Socio-Economic Factors in Disasters

by Eve Hinman

The Multihazard Mitigation Council (MMC) has been a dormant group within the National Institute of Building Sciences for a number of years.  It is known for the oft quoted factoid that every dollar invested in mitigation reduces $4 in future avoided losses when disaster strikes. Those odds are better than the stock market these days!  Especially when you consider that disaster is virtually guaranteed to happen during the lifetime of a building.  This may sound bold, but consider that the US has sustained a record $35B in damages this year – and that was in August!  Welcome to the new "normal" in disasters.

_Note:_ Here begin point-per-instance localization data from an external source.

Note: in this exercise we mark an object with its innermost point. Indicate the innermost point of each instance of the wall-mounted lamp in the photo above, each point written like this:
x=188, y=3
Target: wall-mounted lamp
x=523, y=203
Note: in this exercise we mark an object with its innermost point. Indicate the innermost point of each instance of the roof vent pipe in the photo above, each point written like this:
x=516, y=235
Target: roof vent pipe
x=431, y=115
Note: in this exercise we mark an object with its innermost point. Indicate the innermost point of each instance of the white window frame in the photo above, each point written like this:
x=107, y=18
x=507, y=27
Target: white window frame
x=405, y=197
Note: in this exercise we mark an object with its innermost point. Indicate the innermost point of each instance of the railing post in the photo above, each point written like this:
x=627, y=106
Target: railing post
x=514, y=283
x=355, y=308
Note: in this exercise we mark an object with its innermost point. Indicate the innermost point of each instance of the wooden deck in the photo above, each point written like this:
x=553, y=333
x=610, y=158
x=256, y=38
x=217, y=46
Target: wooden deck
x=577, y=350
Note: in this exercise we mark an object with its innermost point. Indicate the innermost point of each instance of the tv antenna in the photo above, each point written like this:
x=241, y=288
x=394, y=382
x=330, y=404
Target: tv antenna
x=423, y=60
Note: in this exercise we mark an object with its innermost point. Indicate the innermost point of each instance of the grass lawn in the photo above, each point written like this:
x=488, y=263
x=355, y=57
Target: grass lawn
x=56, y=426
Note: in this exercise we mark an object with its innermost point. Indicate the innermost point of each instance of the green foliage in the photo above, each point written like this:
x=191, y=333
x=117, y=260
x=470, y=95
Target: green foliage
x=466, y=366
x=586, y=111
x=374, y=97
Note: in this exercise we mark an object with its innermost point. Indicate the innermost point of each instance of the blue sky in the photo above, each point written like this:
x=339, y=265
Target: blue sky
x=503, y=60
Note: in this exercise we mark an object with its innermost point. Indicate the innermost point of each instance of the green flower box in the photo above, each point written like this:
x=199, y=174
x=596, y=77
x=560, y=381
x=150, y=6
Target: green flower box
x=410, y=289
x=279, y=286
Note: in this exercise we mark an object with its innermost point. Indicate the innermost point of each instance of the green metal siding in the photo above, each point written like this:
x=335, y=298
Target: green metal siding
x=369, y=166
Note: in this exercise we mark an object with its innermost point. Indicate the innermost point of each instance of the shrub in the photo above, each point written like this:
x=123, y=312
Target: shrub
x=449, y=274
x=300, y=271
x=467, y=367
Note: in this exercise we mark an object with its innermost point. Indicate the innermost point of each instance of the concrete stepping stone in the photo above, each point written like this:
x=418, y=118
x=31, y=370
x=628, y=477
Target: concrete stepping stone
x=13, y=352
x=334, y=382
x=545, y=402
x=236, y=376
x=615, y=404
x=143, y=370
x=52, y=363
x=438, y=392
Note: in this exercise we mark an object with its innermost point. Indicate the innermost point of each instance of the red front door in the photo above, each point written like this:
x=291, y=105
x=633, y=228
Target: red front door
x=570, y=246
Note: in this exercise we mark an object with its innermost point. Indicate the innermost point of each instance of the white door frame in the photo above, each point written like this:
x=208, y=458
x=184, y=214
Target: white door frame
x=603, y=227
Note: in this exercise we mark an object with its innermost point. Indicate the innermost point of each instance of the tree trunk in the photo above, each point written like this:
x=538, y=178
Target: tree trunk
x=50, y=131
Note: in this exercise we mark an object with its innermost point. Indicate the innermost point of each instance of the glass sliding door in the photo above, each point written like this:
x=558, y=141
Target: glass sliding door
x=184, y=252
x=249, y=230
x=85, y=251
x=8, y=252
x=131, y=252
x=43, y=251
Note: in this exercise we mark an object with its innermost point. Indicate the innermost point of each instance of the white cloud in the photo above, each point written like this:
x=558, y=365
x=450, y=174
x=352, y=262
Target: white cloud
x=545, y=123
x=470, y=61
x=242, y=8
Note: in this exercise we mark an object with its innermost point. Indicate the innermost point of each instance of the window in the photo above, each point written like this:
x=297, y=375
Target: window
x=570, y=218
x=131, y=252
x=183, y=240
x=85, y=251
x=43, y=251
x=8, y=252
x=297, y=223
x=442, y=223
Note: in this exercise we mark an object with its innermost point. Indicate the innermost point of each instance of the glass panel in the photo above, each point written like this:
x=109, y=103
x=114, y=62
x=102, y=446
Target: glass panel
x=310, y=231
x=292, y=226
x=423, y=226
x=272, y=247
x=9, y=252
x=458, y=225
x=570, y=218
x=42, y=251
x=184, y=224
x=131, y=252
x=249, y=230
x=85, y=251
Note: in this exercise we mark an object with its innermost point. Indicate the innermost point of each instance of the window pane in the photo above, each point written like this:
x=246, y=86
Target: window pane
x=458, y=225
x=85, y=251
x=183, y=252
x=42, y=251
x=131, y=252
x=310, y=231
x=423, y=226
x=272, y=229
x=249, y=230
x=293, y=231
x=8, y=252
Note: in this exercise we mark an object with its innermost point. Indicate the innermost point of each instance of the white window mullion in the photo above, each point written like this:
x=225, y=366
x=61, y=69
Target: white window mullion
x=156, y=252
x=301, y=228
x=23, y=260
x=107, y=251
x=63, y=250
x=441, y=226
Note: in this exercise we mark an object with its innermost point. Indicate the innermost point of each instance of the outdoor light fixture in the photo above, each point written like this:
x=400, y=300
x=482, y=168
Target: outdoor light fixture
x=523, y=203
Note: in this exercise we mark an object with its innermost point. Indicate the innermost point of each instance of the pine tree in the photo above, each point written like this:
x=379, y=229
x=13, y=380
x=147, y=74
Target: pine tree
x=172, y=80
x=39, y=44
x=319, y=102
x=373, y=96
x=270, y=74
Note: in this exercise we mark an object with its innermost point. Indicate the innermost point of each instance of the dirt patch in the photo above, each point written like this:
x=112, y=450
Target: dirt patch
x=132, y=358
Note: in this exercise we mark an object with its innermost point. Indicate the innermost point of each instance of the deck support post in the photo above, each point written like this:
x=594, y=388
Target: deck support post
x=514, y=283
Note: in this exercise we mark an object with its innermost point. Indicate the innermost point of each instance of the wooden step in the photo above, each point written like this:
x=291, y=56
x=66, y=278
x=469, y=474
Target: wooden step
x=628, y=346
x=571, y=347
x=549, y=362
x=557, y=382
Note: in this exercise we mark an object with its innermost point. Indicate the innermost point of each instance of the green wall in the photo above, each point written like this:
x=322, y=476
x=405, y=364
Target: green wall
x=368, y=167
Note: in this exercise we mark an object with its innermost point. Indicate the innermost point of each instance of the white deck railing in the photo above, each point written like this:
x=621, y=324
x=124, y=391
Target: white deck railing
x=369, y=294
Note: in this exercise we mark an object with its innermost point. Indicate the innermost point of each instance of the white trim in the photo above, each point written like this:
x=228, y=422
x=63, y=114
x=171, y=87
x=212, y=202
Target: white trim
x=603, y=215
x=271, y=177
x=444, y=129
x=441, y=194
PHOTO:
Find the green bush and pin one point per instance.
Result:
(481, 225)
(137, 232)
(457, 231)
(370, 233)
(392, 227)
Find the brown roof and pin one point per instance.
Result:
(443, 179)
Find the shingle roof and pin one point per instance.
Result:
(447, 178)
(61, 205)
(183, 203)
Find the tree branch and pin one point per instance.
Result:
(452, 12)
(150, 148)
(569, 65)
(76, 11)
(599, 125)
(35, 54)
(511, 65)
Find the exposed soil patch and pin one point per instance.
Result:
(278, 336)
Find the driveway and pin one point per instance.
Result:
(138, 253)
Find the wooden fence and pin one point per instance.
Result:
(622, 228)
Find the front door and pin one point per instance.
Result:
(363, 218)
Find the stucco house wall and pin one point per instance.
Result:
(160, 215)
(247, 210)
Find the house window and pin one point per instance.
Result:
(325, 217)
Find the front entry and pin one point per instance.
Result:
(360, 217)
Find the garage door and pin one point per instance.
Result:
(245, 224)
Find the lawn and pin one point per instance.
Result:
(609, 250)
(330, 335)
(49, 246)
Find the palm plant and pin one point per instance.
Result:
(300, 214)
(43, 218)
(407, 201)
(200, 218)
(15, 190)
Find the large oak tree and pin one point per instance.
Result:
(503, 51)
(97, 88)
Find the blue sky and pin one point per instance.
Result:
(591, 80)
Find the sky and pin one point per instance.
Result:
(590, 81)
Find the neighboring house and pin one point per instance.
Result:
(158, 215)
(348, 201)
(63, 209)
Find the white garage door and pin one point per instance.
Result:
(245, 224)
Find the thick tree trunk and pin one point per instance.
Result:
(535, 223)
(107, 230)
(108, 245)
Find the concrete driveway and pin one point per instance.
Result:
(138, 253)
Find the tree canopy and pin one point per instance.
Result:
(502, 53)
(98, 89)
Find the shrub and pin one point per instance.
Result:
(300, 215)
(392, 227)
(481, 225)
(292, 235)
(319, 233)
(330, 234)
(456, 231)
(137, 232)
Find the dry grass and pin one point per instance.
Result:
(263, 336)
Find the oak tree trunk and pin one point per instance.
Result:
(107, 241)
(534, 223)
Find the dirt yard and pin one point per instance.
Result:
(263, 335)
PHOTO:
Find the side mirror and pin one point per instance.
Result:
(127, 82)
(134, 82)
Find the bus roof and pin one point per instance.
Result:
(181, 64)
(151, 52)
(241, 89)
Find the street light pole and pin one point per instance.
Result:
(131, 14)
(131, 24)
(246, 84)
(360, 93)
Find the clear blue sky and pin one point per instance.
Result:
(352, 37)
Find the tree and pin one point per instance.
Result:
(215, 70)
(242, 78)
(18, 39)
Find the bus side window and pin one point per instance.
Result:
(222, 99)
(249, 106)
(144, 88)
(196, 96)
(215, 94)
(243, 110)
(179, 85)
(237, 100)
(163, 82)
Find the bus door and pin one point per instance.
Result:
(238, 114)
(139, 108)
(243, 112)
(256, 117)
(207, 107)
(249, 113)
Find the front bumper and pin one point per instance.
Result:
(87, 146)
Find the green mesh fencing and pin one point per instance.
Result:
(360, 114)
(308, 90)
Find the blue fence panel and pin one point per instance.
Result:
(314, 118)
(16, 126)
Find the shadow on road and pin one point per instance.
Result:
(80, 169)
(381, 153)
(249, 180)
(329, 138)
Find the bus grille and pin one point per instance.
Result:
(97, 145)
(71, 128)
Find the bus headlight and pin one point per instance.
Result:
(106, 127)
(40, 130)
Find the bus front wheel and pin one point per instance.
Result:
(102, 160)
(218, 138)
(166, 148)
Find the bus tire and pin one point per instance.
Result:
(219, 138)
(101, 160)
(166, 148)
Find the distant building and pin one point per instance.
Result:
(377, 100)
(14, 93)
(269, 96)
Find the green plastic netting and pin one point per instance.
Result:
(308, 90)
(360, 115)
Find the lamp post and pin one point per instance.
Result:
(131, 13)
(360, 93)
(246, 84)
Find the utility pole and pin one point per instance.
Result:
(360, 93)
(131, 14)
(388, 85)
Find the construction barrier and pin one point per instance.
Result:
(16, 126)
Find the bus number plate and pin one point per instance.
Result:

At the MMC annual meeting on December 7th in DC, I was pleased to see that the MMC is newly invigorated and tackling the key multi-hazard issues of the 21st century.  The first decade of this new century is showing itself to be unlike anything we have seen before.  We are seeing a heighten hazard environment in which high magnitude storms, earthquakes, and tsunami events are occurring more frequently.  This is coming at a time when our aging infrastructure is crumbling, further exacerbating the issue.  The problem does not end here.  Our growing population is pushing our sagging, tired infrastructure far beyond intended serviceability limits.  The threat of terrorist attack seems moot in this world where infrastructure is more likely to fall down than be blown up.

We are effectively investing in the past and not the future.  The aging Baby Boomers are doing well compared to our aging infrastructure.  The Boomers at least get their Social Security checks, while our children are facing a world without reliable transportation, water, sanitation, or power.  These are typically not issues that Structural Engineers have been trained to think about.  The structure is only a small part of the overall system.  Who cares if the structure remains standing if failure of lifelines result in loss of the building's ability to function.

Our current approach of predicting the frequency, severity, and consequence of hazards needs a radical overhaul and quickly.  It is necessary to develop new methods to prioritize hazards and their impact on infrastructure nationwide in order to effectively manage the limited pool of available funds, which fuel efforts to maintain critical systems.  Without continued function of these lifelines, efforts to achieve building resilience will be lost.  An even more vexing issue is that the infrastructure systems are highly complex and interrelated.  The infrastructure systems of the 21st century need both the ability to support one another in an effort to adapt to unknown conditions and, at the same time, the ability to function independently when needed.  Consequently, solutions to protect infrastructure will be challenged by the need to better understand which utilities are essential to our ability to cope with and function in the aftermath of a catastrophic event.

If we, as structural engineers, are to remain in the discussion we need to become more conversant in economic and social issues that will dictate hazard mitigation decisions.  Disaster management efforts are being met with new challenges that require innovative solutions.